農研機構は、イネ害虫のツマグロヨコバイの唾液に含まれるタンパク質を網羅的に解析し、イネを吸汁するために必要不可欠なタンパク質を発見した。このタンパク質をコードする遺伝子「NcSP75」の働きを抑えると、ツマグロヨコバイはイネからうまく液汁を吸うことができず、幼虫の場合はほとんど成虫になれずに死亡し、メス成虫の場合は産卵数が約1/9に減少した。この遺伝子の働きを抑えても、人工的に造った栄養液は吸うことができるので、NcSP75タンパク質はイネの液汁を吸うために必要であると考えられる。これまでに、NcSP75タンパク質はこの害虫からしか見つかっていないため、NcSP75タンパク質の作用を選択的に阻害することができれば、他の有益な昆虫等に影響しない新しい害虫防除技術の開発につながると期待されている。

 

稲作に被害を与えるツマグロヨコバイ 高まる新たな防除方法の開発への要望

ツマグロヨコバイは、イネやスズメノテッポウなどイネ科の植物を主な寄主とする吸汁性昆虫。篩管液や導管液を吸ってイネから栄養や水分を摂取するだけでなく、イネ萎縮病やイネ黄萎病などの病気を媒介することで稲作に被害を与える。国内における水稲の耕地面積は約148万ヘクタールだが、2016年度におけるツマグロヨコバイの発生面積は約45万ヘクタールであり、のべ防除面積は約86万ヘクタールに達すると見積もられている。

これまで、海外のイネからツマグロヨコバイに食害されにくい形質(抵抗性)に関わる遺伝子座が見つかっており、この遺伝子座を交配で導入した品種が日本で栽培利用されている。これらの遺伝子はいずれもツマグロヨコバイの吸汁を阻害し、イネへの病気感染も防ぐことができる。現在まで、野外でこれらの抵抗性品種を吸汁できるツマグロヨコバイが出現したという報告はないが、人工的に繰り返し選抜をかけることで抵抗性品種に適応できるツマグロヨコバイが出現した例があることは報告されている。こうした抵抗性品種に適応した害虫の出現に備えるため、新たなツマグロヨコバイ抵抗性品種の作出や防除方法の開発が求められている。

 

吸汁する際に吐き出す唾液に着目 タンパク質「NcSP75」を発見

ツマグロヨコバイは吸汁する際に、イネの内部に唾液を吐き出す。農研機構では、「この唾液にイネからの吸汁を促す仕組みがあるのではないか」と考え、その中に含まれる約70種類のタンパク質を網羅的に解析した。その結果、イネからの吸汁に必要不可欠なタンパク質「NcSP75」を発見した。

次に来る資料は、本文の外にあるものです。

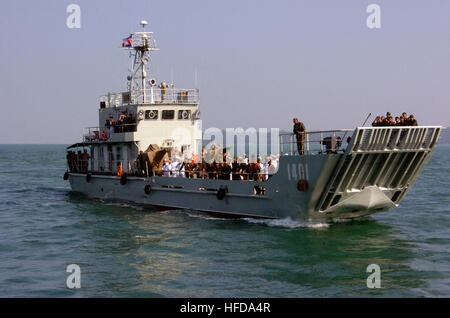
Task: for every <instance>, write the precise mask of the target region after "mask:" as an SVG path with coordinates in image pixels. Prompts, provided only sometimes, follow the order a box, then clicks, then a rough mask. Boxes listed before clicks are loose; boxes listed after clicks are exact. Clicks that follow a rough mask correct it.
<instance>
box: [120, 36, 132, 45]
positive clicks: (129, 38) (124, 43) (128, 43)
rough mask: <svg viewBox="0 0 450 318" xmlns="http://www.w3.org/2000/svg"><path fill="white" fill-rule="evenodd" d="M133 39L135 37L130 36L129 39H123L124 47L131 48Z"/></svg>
mask: <svg viewBox="0 0 450 318" xmlns="http://www.w3.org/2000/svg"><path fill="white" fill-rule="evenodd" d="M132 37H133V35H132V34H130V36H129V37H127V38H125V39H123V41H122V47H131V42H132Z"/></svg>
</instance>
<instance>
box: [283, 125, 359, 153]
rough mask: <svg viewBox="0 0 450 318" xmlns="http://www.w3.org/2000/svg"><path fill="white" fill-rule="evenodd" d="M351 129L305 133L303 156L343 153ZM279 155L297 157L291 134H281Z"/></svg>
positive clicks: (296, 150)
mask: <svg viewBox="0 0 450 318" xmlns="http://www.w3.org/2000/svg"><path fill="white" fill-rule="evenodd" d="M352 132H353V129H338V130H318V131H306V133H305V137H304V148H303V149H304V154H322V153H338V152H340V151H345V149H346V147H347V144H348V140H347V139H348V137H351V134H352ZM279 138H280V155H286V154H287V155H296V154H297V155H298V154H299V153H298V149H297V137H296V135H295V134H293V133H281V134H280V135H279Z"/></svg>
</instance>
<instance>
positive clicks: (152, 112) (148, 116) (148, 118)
mask: <svg viewBox="0 0 450 318" xmlns="http://www.w3.org/2000/svg"><path fill="white" fill-rule="evenodd" d="M145 119H146V120H149V119H158V111H157V110H146V111H145Z"/></svg>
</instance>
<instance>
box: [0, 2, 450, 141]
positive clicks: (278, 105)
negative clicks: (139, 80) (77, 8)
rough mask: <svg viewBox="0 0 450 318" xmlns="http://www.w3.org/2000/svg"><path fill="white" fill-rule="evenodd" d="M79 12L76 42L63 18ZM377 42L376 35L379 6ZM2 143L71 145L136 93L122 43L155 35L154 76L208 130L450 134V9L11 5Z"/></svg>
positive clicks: (267, 2) (147, 4)
mask: <svg viewBox="0 0 450 318" xmlns="http://www.w3.org/2000/svg"><path fill="white" fill-rule="evenodd" d="M71 3H75V4H78V5H79V6H80V7H81V28H79V29H69V28H68V27H67V25H66V19H67V17H68V16H69V14H68V13H66V7H67V6H68V5H69V4H71ZM372 3H375V4H378V5H379V6H380V8H381V28H380V29H369V28H368V27H367V25H366V19H367V16H368V15H369V13H367V12H366V8H367V6H368V5H369V4H372ZM1 12H2V16H1V19H0V34H1V39H2V40H1V41H0V49H1V50H0V52H1V53H0V54H1V59H0V70H1V72H0V98H1V107H2V114H3V116H2V118H3V120H2V121H1V124H0V133H1V137H0V143H72V142H76V141H80V140H81V133H82V129H83V127H88V126H96V125H97V124H98V116H97V115H98V105H99V104H98V101H99V96H100V95H103V94H106V93H107V92H108V91H110V92H115V91H123V90H125V89H126V81H125V79H126V75H127V70H128V68H129V59H128V55H127V53H125V52H123V51H121V50H120V49H119V48H118V47H119V46H120V45H121V41H122V38H124V37H125V36H127V35H128V34H129V33H130V32H132V31H138V30H139V29H140V26H139V21H141V20H143V19H145V20H147V21H148V22H149V25H148V27H147V29H148V30H152V31H154V32H155V35H154V36H155V38H156V41H157V44H158V46H159V48H160V49H161V50H160V51H158V52H155V53H153V55H152V61H151V66H150V67H151V72H152V73H153V74H152V75H151V76H152V77H155V78H156V79H157V80H158V82H159V81H161V80H165V81H170V80H171V70H172V69H173V74H174V82H175V84H176V86H177V87H183V88H190V87H193V86H194V74H195V70H197V73H198V84H199V88H200V99H201V102H200V107H201V112H202V119H203V128H204V129H205V128H208V127H213V126H214V127H219V128H226V127H243V128H248V127H255V128H259V127H268V128H271V127H278V128H281V129H291V125H292V117H294V116H297V117H299V119H300V120H301V121H303V122H304V123H305V124H306V126H307V129H309V130H318V129H333V128H336V129H338V128H354V127H355V126H358V125H361V124H362V122H363V121H364V119H365V118H366V116H367V114H368V113H369V112H371V113H372V114H374V115H375V114H384V113H386V111H391V112H392V113H394V114H397V113H401V112H402V111H407V112H408V113H413V114H414V115H415V116H416V118H417V119H418V121H419V124H423V125H435V124H438V125H444V126H450V107H449V105H450V87H449V86H450V1H446V0H441V1H436V0H434V1H433V0H431V1H425V0H424V1H411V0H408V1H399V0H397V1H392V0H389V1H374V0H373V1H356V0H355V1H335V0H329V1H317V0H314V1H313V0H309V1H306V0H303V1H301V0H296V1H261V0H257V1H248V0H239V1H231V0H227V1H211V0H209V1H207V0H204V1H194V0H190V1H173V0H171V1H93V0H90V1H80V0H71V1H61V0H58V1H56V0H55V1H18V0H14V1H13V0H9V1H2V10H1Z"/></svg>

このタンパク質は、ツマグロヨコバイが吸汁する際にイネ内部へ吐き出されると考えられる。研究では、RNA干渉法により、このタンパク質をコードするNcSP75遺伝子の働きを抑えると、ツマグロヨコバイが篩管液を吸う時間が半分以下に減少した。さらに、この遺伝子の働きを抑えると、ツマグロヨコバイの幼虫の成長は阻害され、メス成虫の産卵数が減少することが分かった。

NcSP75の遺伝子の働きを抑えても、人工的に作った栄養液は吸うことができ、生存日数に影響しない。そのため、NcSP75遺伝子は、イネからの吸汁を成立するために必要であると考えられる。また、NcSP75遺伝子はツマグロヨコバイに特有のもので、ツマグロヨコバイと同様にイネを食害するウンカやアブラムシには類似の遺伝子は見つからなかった。

NcSP75は、ツマグロヨコバイしか持たない特殊なタンパク質なので、この働きを選択的に阻害することができれば、ヒトや家畜、他の有益な昆虫等に影響しない、環境にやさしい害虫防除技術の開発につながると期待されている。